September natural gas prices were set to open slightly higher Tuesday, up 1.3 cents at $2.873 ahead of market open, despite some minor changes to weather guidance that trended cooler overall in the most recent models runs.

Weather models overnight Monday showed slightly warmer short-range trends with heat lasting through the week, helping add to gas-weighted degree days (GWDD) totals even as medium-range cool risks lingered across all guidance, Bespoke Weather Services said. European guidance was mostly unchanged, showing a slightly less warm pattern in the longer range to cancel out short-term heat. The heat continued to look focused across the northern tier of the country, with the South cooler than average, the weather forecaster said.

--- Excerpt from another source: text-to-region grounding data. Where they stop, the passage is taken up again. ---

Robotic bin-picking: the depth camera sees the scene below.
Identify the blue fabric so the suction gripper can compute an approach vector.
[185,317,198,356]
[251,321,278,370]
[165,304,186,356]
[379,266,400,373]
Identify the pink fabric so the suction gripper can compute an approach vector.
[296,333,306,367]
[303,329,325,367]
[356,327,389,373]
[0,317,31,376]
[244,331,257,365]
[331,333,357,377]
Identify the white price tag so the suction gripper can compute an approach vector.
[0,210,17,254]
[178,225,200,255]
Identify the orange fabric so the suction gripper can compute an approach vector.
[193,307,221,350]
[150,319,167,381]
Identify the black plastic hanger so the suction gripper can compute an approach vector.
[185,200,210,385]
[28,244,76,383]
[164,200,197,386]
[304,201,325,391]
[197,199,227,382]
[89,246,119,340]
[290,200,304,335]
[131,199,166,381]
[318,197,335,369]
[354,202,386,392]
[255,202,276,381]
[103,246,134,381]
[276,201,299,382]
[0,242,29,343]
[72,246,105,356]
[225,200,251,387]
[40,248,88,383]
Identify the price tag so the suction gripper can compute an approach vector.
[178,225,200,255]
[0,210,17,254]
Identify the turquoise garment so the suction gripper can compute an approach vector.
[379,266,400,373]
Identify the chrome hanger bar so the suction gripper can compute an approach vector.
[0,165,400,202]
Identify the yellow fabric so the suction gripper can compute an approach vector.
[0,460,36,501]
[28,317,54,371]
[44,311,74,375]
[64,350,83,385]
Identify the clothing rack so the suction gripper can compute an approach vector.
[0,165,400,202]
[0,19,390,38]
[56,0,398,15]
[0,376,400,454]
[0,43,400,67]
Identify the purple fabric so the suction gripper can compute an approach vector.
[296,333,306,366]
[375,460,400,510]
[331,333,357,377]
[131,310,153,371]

Further out, the firm sees an increased risk for an eastern trough into week 3 that should limit cooling demand overall, “something climate guidance shows well and makes us think risk is to the cooler side” for later weather model runs.

For now, September natural gas prices were up a few ticks Tuesday morning “as we continue to see a relatively supportive strip help put off declines that we still see as likely through the week,” Bespoke chief meteorologist Jacob Meisel said.

EBW Analytics analysts agreed, indicating September natural gas is poised to probe higher Tuesday morning as the prompt month on Monday closed slightly above the 50-day, 100-day and 200-day moving averages. Meanwhile, market bulls are hoping the Energy Information Administration (EIA) will report a fourth straight much smaller-than-expected injection on Thursday. The market’s weakness Monday, however, suggests any further gains will be muted, EBW said.

“The hottest days in August will soon be behind us and hot weather anomalies will start to fade by days 11-15. Absent another major storage surprise, prices are likely to head lower soon,” EBW CEO Andy Weissman said.

For his part, Meisel said the upcoming storage print is likely to be less supportive than the EIA’s reported print on Aug. 2, and noted that production is continuing to recover as well. “Put together then, we continue to see risk skewed lower and expect at least a test of $2.80 sometime this week, with $2.75 being in play over the next week or two.”

For that to happen, though, the entire strip must break as cash prices have been strong enough to keep futures prices supported. “…so winter contracts must break for our move lower,” Bespoke said.

Crude oil futures were trading about 60 cents higher at $69.60/bbl, and RBOB Gasoline futures were trading nearly 3 cents higher at $2.093.